Tam olarak en büyük eksikliğimiz üzerine kısa bir yazı yazmayı istedim. Nedir İngiliz Dili ve Edebiyatı? Bu bölümü ne kadar biliyoruz ve ne kadar sindirebiliyoruz? Okumaya, yorumlamaya ve tasarlamaya dayalı olan bu bölümün değerini her ne kadar arka plana atsalar bile, yadırganamayacak tek şey insan değer ve yargılarına büyük ölçüde etki etmesidir. Yorum gücünün zirvede olduğu bu bölümün öğrencisi olabilmek de ayrıcalıklı bir şeydir. ”Sadece kitap mı okunur?” sorusu ve algısı şu anda büyük bir  kargaşa yaratıyor.

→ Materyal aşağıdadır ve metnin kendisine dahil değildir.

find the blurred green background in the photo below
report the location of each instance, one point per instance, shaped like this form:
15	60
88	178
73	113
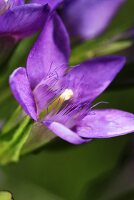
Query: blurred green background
100	170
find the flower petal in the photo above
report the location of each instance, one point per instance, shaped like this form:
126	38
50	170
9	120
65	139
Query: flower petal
23	20
88	18
65	133
44	92
14	3
91	78
21	90
52	3
50	53
106	123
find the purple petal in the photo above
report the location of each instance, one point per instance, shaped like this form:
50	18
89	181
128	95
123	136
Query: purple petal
44	92
52	3
50	53
66	134
23	20
106	123
21	90
91	78
88	18
14	3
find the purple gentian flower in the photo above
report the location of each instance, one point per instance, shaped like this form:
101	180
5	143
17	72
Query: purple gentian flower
19	20
86	19
52	3
60	97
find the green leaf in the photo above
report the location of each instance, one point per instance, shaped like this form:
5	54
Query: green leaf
5	195
104	47
12	142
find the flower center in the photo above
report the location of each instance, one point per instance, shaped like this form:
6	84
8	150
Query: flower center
66	95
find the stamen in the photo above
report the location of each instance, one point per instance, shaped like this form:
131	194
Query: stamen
66	95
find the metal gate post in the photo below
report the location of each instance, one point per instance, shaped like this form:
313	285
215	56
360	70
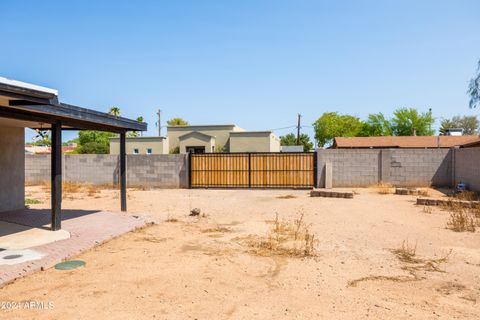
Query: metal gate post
189	159
249	170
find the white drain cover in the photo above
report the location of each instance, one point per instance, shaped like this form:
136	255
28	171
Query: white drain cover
11	257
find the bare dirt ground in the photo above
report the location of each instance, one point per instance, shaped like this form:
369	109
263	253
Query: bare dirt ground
203	267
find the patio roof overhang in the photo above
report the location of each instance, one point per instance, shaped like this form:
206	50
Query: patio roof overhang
36	107
22	101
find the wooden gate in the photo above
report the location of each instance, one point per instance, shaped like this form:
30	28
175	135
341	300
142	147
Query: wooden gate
252	170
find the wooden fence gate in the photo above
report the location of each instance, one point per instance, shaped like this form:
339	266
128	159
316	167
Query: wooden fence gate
253	170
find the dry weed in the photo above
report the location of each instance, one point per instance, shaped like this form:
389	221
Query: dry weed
412	264
467	195
427	209
424	193
462	218
288	196
216	229
291	238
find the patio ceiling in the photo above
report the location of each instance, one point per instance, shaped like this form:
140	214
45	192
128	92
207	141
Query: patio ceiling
31	106
40	107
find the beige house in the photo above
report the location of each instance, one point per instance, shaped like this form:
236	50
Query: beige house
219	133
254	141
201	139
220	138
141	145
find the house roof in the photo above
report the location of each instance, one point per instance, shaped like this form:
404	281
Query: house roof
140	139
196	134
38	107
250	133
404	142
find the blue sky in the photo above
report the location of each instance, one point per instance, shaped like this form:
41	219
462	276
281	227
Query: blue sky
254	63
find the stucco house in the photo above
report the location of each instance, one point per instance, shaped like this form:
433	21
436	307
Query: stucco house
141	145
220	138
202	139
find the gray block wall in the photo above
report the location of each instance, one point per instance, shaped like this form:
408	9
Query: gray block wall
350	168
163	171
467	167
400	167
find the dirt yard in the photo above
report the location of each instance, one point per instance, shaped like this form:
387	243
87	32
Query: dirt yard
222	265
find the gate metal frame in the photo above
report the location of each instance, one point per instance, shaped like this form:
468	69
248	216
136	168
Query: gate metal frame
249	186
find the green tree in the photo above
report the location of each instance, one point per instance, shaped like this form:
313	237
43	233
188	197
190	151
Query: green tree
176	122
96	142
405	120
101	137
291	140
115	111
474	89
376	125
332	124
469	124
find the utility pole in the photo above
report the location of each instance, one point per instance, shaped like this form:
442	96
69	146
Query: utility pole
159	122
298	129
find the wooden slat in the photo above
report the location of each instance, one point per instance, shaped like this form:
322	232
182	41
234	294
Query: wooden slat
268	170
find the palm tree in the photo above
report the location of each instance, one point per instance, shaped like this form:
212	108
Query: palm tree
115	111
474	89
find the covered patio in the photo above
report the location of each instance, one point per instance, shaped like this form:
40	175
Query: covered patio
24	105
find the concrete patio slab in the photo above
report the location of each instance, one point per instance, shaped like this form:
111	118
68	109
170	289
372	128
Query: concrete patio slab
15	236
87	229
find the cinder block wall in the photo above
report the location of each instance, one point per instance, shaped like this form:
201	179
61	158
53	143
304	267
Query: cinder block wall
350	168
467	167
401	167
163	171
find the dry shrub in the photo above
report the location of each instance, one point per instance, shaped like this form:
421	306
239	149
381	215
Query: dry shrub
407	254
71	187
467	195
427	209
291	238
383	188
288	196
216	229
462	218
424	193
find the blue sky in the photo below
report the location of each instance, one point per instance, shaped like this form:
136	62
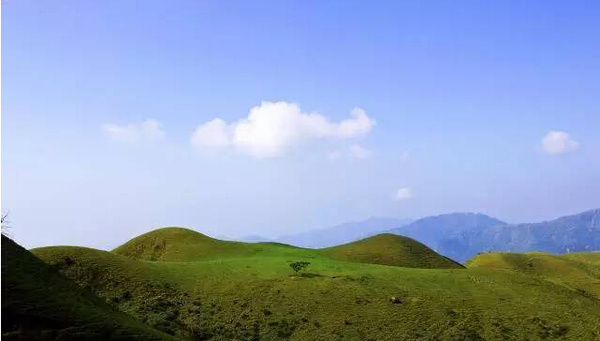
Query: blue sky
326	112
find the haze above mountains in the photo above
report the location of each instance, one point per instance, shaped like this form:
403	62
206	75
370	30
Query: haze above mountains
461	236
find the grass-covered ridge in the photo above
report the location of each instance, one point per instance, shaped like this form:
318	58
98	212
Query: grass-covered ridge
181	244
391	249
249	292
40	304
577	271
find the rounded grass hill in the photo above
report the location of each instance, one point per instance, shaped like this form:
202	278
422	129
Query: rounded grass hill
249	292
38	303
576	271
391	249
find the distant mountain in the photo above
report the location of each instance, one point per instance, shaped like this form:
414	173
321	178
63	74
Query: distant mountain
344	233
461	236
449	234
575	233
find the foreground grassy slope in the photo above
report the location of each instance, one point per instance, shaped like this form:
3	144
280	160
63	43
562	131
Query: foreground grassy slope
253	295
578	271
40	304
391	249
181	244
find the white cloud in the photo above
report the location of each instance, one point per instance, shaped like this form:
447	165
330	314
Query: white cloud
359	152
403	194
214	133
149	130
272	128
558	142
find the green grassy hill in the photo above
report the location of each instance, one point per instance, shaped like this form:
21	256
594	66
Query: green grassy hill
249	292
577	271
40	304
180	244
391	249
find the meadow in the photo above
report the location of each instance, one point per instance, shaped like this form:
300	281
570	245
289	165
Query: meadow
385	287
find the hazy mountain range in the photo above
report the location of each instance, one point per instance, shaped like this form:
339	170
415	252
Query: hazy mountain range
343	233
460	236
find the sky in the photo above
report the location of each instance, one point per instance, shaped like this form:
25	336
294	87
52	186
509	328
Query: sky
272	117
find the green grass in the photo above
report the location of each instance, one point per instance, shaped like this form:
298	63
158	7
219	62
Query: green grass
248	292
391	249
577	271
40	304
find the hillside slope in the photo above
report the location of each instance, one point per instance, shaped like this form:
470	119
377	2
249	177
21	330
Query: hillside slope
449	234
461	236
343	233
40	304
580	272
181	244
258	296
390	249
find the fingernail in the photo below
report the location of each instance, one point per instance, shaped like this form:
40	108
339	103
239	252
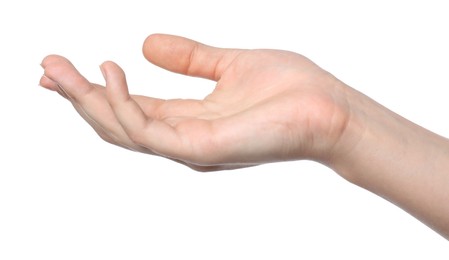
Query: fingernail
103	71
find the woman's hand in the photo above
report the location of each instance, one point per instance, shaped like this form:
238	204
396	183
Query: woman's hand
267	105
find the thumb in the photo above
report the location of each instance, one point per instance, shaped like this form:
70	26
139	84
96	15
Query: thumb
188	57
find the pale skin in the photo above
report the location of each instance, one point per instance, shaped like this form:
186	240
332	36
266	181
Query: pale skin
267	106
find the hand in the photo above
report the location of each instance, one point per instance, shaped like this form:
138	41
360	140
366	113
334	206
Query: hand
267	106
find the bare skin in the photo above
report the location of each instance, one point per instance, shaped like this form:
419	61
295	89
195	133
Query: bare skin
267	106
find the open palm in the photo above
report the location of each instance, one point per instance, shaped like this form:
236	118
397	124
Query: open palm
267	105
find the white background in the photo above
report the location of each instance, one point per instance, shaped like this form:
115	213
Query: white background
66	194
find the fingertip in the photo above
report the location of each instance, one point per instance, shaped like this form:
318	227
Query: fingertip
47	83
116	86
52	58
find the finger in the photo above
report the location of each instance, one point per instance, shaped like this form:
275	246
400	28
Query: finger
61	71
150	133
188	57
88	99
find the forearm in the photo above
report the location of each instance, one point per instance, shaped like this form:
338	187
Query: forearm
396	159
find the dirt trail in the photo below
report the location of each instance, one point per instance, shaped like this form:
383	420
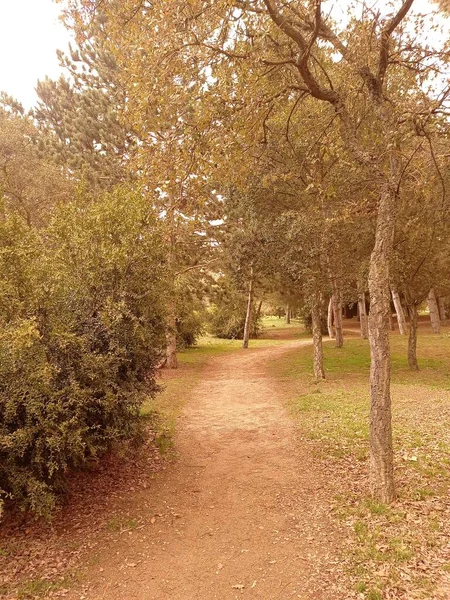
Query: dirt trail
241	514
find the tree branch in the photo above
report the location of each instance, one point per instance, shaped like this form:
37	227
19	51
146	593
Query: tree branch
386	38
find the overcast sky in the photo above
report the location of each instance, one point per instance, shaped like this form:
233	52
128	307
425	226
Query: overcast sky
30	34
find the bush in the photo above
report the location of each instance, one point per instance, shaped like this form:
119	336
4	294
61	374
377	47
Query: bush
81	333
227	314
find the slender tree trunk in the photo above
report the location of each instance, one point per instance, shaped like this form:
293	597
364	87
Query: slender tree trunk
381	453
399	311
363	317
171	361
319	371
442	309
330	319
337	311
258	311
288	314
412	338
434	312
248	317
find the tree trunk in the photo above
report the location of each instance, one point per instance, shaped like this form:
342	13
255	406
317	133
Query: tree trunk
171	361
288	314
442	309
399	311
412	338
258	311
381	453
248	317
363	316
337	311
434	312
330	319
319	371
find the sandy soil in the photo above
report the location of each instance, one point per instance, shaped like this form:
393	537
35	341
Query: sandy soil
243	513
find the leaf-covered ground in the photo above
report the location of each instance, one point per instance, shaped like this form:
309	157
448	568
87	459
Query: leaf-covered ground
403	550
123	520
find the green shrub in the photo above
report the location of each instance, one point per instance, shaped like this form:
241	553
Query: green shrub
81	333
227	314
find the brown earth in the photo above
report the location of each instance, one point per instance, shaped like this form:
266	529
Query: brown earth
243	512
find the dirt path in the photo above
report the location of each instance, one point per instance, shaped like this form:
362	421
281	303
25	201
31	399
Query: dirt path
243	511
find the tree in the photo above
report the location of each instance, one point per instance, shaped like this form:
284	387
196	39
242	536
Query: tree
30	186
371	95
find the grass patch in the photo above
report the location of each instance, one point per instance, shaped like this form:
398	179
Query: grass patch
387	541
41	588
120	524
178	384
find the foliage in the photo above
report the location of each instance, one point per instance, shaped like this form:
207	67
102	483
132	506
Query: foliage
82	327
227	313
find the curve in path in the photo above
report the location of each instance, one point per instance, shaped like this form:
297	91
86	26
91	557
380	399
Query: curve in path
243	512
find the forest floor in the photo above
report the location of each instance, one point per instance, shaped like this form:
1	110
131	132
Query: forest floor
261	491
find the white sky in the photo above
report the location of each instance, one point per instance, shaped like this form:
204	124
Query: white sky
30	33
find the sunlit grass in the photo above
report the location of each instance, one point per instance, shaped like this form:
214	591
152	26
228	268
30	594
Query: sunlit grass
388	541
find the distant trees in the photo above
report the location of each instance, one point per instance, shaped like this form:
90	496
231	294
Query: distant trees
82	321
251	60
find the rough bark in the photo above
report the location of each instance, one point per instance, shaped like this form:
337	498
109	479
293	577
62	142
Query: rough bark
319	371
337	312
412	338
171	361
381	453
363	317
330	319
434	312
442	309
248	316
258	311
288	314
399	311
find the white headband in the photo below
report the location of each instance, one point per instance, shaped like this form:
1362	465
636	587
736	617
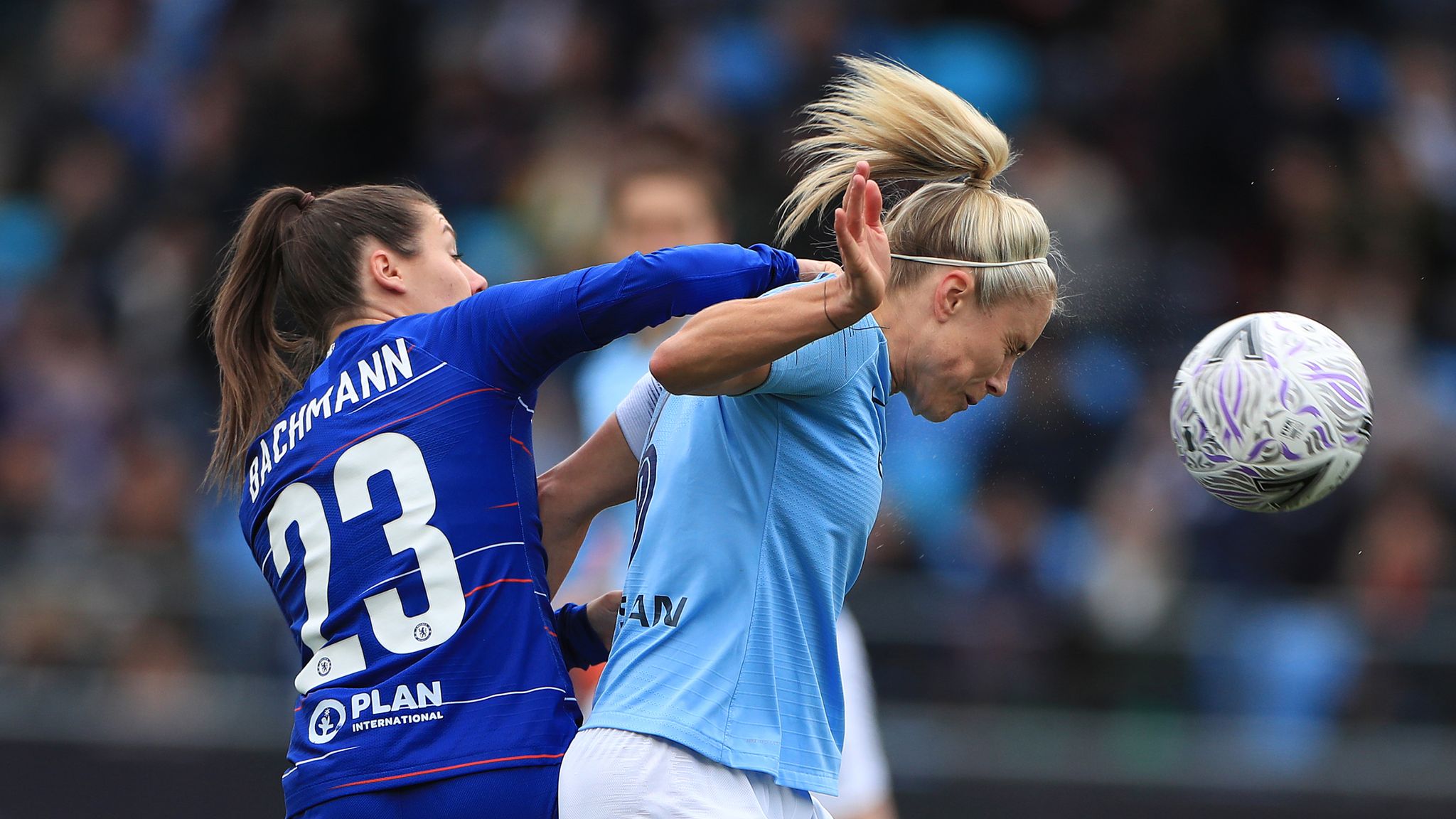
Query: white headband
958	262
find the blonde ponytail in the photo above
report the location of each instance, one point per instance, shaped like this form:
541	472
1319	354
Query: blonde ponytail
909	127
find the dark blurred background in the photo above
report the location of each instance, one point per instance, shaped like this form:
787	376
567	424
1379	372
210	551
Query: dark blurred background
1060	621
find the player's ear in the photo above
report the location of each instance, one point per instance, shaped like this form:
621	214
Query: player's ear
954	294
382	269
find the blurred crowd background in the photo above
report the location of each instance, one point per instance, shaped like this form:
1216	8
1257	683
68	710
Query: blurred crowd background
1049	599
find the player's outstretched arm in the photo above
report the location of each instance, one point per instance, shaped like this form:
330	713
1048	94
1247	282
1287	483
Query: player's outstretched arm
599	476
727	348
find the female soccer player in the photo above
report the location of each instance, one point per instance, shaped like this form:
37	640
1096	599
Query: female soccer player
389	491
759	478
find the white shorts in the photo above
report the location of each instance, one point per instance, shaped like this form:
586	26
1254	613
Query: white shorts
615	774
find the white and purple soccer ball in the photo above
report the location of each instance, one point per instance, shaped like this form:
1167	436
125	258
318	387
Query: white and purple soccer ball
1271	412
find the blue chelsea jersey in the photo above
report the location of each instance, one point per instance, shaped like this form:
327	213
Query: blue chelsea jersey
753	515
392	509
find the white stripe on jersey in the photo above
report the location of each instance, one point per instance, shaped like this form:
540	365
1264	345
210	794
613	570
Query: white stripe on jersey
504	694
397	388
316	758
458	557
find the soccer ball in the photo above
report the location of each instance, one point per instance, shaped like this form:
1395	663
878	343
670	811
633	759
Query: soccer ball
1271	412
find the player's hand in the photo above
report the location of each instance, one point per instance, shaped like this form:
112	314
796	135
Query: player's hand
864	250
601	614
811	269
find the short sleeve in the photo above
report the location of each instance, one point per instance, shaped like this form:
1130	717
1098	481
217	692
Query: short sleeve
825	366
513	336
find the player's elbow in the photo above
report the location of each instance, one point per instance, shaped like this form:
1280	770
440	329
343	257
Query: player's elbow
670	366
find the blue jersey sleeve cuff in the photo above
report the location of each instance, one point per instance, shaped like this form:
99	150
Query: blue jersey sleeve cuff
785	266
580	645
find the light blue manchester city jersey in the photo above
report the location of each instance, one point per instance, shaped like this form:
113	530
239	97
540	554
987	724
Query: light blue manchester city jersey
753	515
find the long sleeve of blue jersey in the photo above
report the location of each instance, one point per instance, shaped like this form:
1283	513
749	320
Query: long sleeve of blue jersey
520	333
580	645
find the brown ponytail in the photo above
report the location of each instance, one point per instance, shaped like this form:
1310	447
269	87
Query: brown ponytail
293	252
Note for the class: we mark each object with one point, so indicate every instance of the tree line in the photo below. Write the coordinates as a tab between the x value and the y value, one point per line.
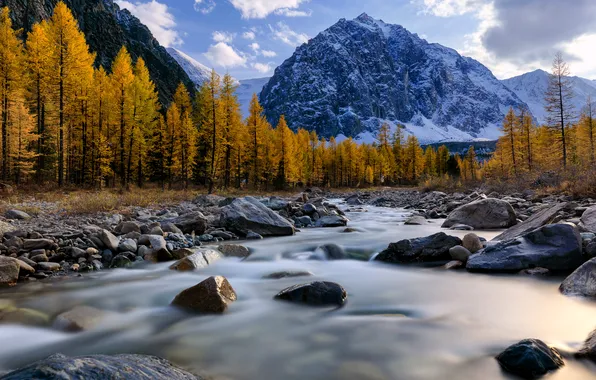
65	121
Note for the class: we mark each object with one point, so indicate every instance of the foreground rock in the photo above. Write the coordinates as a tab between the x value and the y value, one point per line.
248	214
582	282
99	367
530	359
427	249
211	296
556	247
484	214
316	293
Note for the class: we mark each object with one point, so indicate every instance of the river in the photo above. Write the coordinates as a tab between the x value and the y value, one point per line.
400	322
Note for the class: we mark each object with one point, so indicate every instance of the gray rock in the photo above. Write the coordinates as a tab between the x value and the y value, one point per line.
582	282
316	293
100	367
483	214
9	271
459	253
556	247
212	296
427	249
530	359
17	215
248	214
109	240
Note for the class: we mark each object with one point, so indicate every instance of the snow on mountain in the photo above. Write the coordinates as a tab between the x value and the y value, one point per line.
246	89
360	73
197	72
531	88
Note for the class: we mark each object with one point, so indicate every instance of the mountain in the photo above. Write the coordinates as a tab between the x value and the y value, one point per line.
197	72
531	88
107	28
360	73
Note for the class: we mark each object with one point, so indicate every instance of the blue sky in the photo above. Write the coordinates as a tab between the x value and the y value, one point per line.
249	38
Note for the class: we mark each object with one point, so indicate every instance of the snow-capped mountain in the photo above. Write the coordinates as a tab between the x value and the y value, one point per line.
531	88
360	73
197	72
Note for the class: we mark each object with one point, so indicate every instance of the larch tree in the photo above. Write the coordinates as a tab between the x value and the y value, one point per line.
559	106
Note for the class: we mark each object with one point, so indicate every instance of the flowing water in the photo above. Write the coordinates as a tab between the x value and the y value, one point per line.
400	322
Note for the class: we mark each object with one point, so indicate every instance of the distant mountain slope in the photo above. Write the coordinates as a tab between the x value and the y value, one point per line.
360	73
531	88
107	28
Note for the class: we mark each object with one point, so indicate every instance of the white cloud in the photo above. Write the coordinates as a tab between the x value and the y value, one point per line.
157	18
250	35
283	33
268	53
263	8
223	36
223	55
263	68
204	6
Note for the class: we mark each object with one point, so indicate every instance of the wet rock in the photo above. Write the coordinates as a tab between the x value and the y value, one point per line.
459	253
234	250
32	244
80	318
212	296
530	359
99	367
17	215
318	293
427	249
582	282
248	214
332	221
9	271
191	222
556	247
202	258
287	274
109	240
416	220
472	243
483	214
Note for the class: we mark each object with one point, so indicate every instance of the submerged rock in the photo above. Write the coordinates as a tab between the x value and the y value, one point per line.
211	296
427	249
100	367
318	293
483	214
530	359
247	214
582	282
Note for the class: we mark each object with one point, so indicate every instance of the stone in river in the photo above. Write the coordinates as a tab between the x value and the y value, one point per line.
318	293
100	367
212	296
530	359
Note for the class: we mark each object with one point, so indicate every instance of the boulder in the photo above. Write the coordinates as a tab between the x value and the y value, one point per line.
99	367
80	318
483	214
17	215
556	247
427	249
9	271
316	293
248	214
191	222
530	359
582	282
537	220
202	258
211	296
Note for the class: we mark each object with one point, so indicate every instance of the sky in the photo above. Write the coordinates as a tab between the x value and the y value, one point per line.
249	38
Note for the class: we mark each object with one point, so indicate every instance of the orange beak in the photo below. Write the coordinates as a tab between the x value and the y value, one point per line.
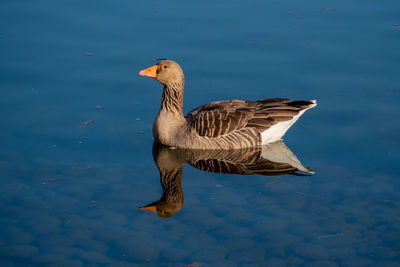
150	72
152	208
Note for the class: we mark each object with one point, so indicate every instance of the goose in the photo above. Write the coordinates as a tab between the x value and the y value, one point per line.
227	124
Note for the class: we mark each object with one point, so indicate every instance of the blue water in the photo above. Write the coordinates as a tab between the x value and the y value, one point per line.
70	190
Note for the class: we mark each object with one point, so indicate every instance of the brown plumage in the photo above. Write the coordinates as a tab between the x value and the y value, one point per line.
231	124
270	160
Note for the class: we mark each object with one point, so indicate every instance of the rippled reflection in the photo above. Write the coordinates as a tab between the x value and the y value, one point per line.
273	159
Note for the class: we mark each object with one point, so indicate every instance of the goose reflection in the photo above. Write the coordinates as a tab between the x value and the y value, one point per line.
270	160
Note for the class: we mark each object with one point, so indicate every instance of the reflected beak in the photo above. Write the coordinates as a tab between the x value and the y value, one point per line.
150	72
150	207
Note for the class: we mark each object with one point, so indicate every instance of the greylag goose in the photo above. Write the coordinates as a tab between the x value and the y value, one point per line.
229	124
270	160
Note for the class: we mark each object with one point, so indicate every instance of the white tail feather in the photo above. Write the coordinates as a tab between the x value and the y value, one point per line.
275	132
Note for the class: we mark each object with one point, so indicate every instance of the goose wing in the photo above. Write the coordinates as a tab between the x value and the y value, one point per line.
222	117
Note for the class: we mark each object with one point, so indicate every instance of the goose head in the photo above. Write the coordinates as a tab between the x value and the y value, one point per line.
166	72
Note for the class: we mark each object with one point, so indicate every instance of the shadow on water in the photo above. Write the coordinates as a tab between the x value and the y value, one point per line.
270	160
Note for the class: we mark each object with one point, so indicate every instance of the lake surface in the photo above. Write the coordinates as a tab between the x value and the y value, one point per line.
76	144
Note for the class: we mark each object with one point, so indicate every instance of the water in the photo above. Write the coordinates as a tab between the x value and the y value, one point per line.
71	192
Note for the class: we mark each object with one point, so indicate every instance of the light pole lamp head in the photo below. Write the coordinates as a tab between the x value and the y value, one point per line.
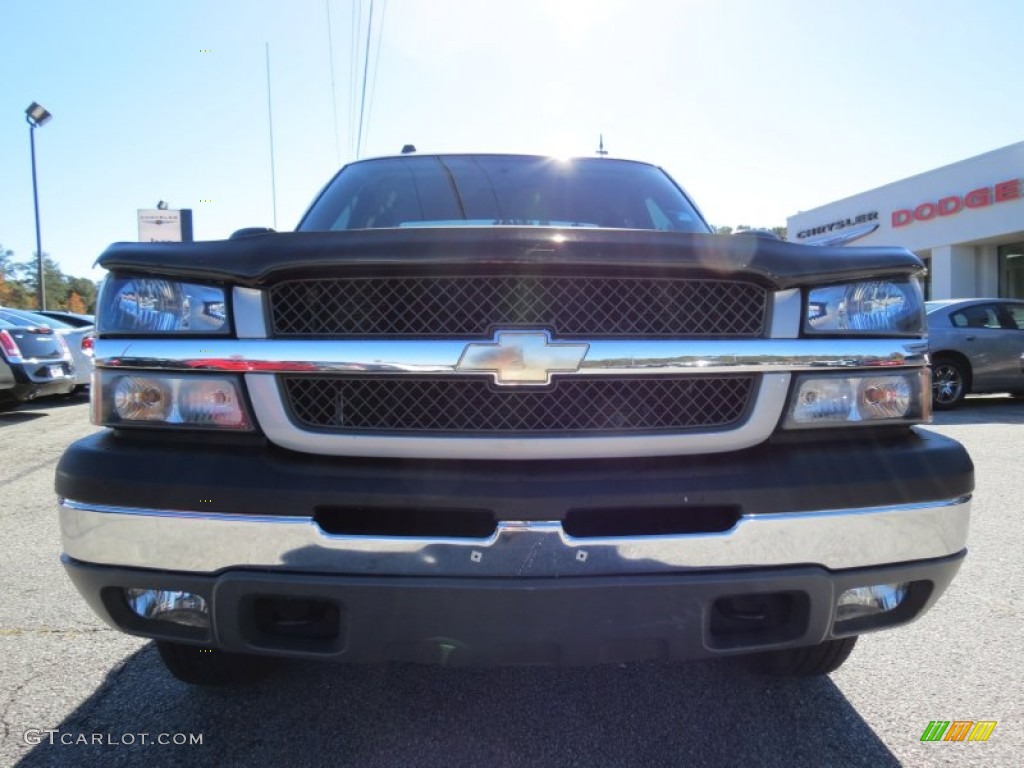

ELL öğrencilerin çoğunun puan yetersizliği sonucu ile yerleştiği algısı da bunun başka bir yanı. Bir Edebiyat öğrencisi olabilmek, o edebiyatın yeri geldiği zaman kahramanı, olayı, yapısı hatta yaratıcısı olabilmektir. Şüphesiz okumanın sınırı yoktur bu bölümde. Zaten bizleri de ELT’den ayıran en büyük özellik budur. İngiliz kültürünü bilmek, okuduğumuz her sayfaya ışık tutmak demektir. Victorian Era’yı bilmeden 19. yüzyıl romanını ne derece de sindirebiliriz ki ? Çok yönlü yetişip hayata farklı açılardan bakabilmektir Edebiyat öğrencisi olmak. Zihninde tasarlamak ve o tasarıyı estetik bir dille okuyucuya iletip okuyucunun kafasındaki gizemi gidermektir. Kimi zaman da okuyucuya açık kapı bırakabilmektir. Peki bizler bunu ne kadar yapabiliyoruz?

Asırlara meydan okuyan bir dünya şairi, Shakespeare’i, anlamaktır. Emily Bronte’nin  ”Wuthering Heights” yağmurlu ve karanlık gecedeki aşkın intikamla sıkışıp kaldığı Heathcliff olabilmektir. İngiliz Edebiyatı öğrencisi olabilmek demek farklı dünyalara şahit olmak demektir. Yaşamak demek. Hissetmek ve hislerini esnek bir dile yığmak. Her baba yiğidin harcı değildir yani Edebiyat öğrencisi olabilmek.